Some simple prompt engineering with LLMs can ensure that the AI explains its reasoning and takes decisions based on it. Building RAG applications which cite their sources (such as SiaGPT) is also a good example of honesty and transparency[10].

Adversarial robustness

When faced with noise in its input data, LLMs tend to output a different result than the one expected which is a problem for agents as they will need to be reliable.

There are also some forms of attacks like dataset poisoning, backdoor attacks and prompt-specific attacks that can force the LLM to output wrong answers and potentially take dangerous decisions and actions.

It is then of upmost importance for agents to be resilient to any form of prompt hacking or any other technique that might alter their judgement.

Risks and threats of AI agents

Many new risks and threats are being created by AI. One notable concern is unemployment. Adapting education so that individuals acquire valuable skills and knowledge will be crucial in an AI powered world. Appropriate policies should also be set up in place to ensure safety nets during this transition[11].

The Pandora’s box of AI is rapidly being opened with the ability to do both good and evil and multiple threats will emerge from this technology. The Stanford University released a paper in 2022 about the opportunities and risks of Foundation models (including GPT-3) and describing many possible threats[12].

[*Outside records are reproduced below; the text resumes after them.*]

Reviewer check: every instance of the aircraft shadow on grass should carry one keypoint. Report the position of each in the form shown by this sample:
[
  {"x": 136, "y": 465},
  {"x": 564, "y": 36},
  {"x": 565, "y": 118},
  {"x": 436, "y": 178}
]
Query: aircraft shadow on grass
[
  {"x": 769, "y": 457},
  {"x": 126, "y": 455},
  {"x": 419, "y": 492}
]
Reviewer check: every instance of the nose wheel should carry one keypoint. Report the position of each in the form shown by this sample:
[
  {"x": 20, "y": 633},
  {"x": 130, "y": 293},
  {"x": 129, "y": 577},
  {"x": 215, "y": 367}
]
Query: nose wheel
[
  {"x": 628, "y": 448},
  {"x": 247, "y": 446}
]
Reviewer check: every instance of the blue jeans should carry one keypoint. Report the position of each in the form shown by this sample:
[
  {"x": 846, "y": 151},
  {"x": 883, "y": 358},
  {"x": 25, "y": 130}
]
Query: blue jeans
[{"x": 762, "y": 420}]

Finally, AI technologies are not dangerous per se, the use we make of them is what is dangerous. The responsibility is then in everyone’s hand to make sure that AI has a positive impact on society. To retake the famous words of François Rabelais: “Science without conscience is but the ruin of the soul”.

Conclusion

Agents are a new way of approaching AI applications. By interacting with their environment, they can achieve more than traditional LLM applications. Such technologies exist today and are an interesting angle for companies to find new AI use cases.

Auto-Crawler is a good example of LLM based agent. By using multimodal LLMs, it can tackle complex tasks that required human intervention before. Today it makes development more efficient, tomorrow it could become fully autonomous.

Ultimately, the advancement of AI agents demonstrates the potential of artificial intelligence and raises important ethical considerations. Initiatives must be taken so that AI systems have the right set of values to benefit society.